Kamis, 2 April 2020

Emmanuel Macron Presiden Termuda di Dunia

- 8 Mei 2017, 07:31 WIB

JAKARTA,(PR).- Presiden terpilih Prancis Emmanuel Macron tercatat sebagai presiden termuda di dunia saat ini. Dia juga bahkan termuda dalam sejarah Prancis karena dalam usianya yang baru 39 tahun, dia akan resmi menjadi kepala negara. Macron menang dalam pemilu 7 Mei 2017 dengan 66,06 persen suara mengalahkan Marine Le Pen yang meraih 33,04 suara.

Pria kelahiran 21 Desember 1977 belakangan ini juga ramai dibicarakan karena dia menikah dengan wanita yang berprofesi sebagai guru, Brigitte Trognieux, pada 2007. Brigitte kini berusia 64 tahun dan sebelum dinikahi Macron, dia janda beranak tiga. Macron akan dilantik 14 Mei 2017 di Istana Elysee. Dia menggantikan Presiden Francois Hollande yang berusia 62 tahun dan juga seniornya dari Partai Sosialis.

Kemenangan Macron tentu penting bagi kelanjutan kerja sama Prancis dengan Indonesia. Apalagi 29 Maret lalu, Francois Hollande mengunjungi Indonesia. Kunjungan itu menjadi yang pertama sejak sekitar 31 tahun lalu setelah Presiden Francois Mitterand.

Seperti dilansir Antara, 8 Mei 2017, Presiden RI Joko Widodo dan Francois Hollande menyaksikan penandatanganan lima nota kesepahaman. Nota kesepahaman itu kerja sama kedua negara di bidang pembangunan urban berkelanjutan, pariwisata, pertahanan, ilmu pengetahuan dan penelitian, serta pertukaran tenaga peneliti.

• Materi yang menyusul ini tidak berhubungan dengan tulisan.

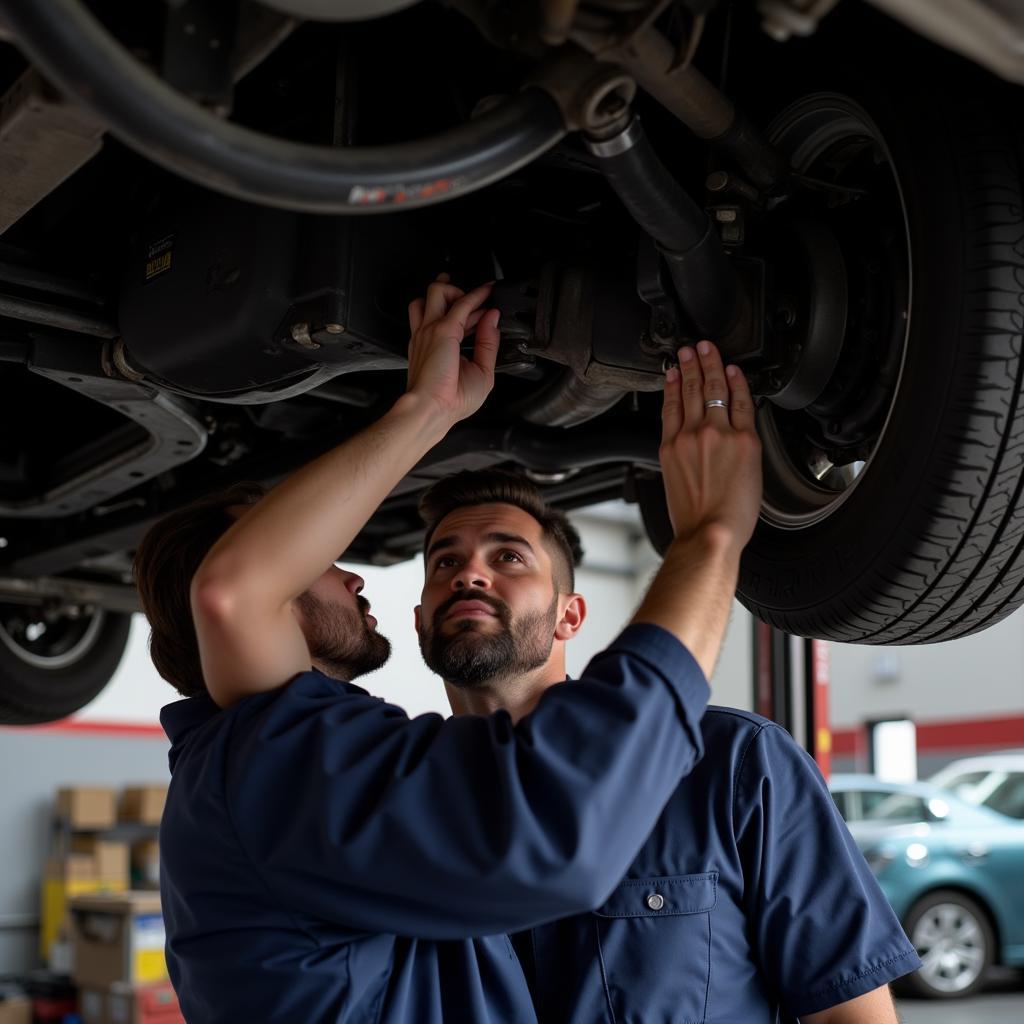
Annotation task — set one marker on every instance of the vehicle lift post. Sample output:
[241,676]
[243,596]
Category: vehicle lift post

Presiden Jokowi juga menyambut baik fokus baru dalam bilateral Indonesia-Prancis, yaitu kerja sama maritim dan ekonomi kreatif. Dalam kerja sama bidang maritim, Indonesia meminta kerja sama dalam memerangi IUU Fishing termasuk menjadikan IUU (Illegal, unreported and unregulated) fishing masuk sebagai "transnational crime organization". Sementara untuk bidang ekonomi kreatif, kerja sama di bidang sinematografi, perfilman, fashion dan ekonomi digital juga akan terus dikembangkan.

loading...

Bilateral

Selain kerja sama bilateral, Indonesia dan Prancis juga melakukan kerja sama yang erat di berbagai isu internasional. Beberapa di antaranya isu kemerdekaan Palestina, pasukan perdamaian dunia, serta dan melawan ektremisme dan terorime. Kedua negara sepakat memperjuangkan tercapainya perdamaian Palestina-Israel melalui konsep "two state solution".

Indonesia dan Prancis sebagai penyumbang pasukan perdamaian dunia. Keduanya sepakat meningkatkan kerja sama termasuk peningkatan kapasitas bahasa Prancis bagi pasukan Indonesia. Indonesia-Prancis juga sepakat penyebaran nilai-nilai toleransi. Keduanya sepakat menghilangkan xenophobia sebagai upaya memberantas ektremisme dan terorisme.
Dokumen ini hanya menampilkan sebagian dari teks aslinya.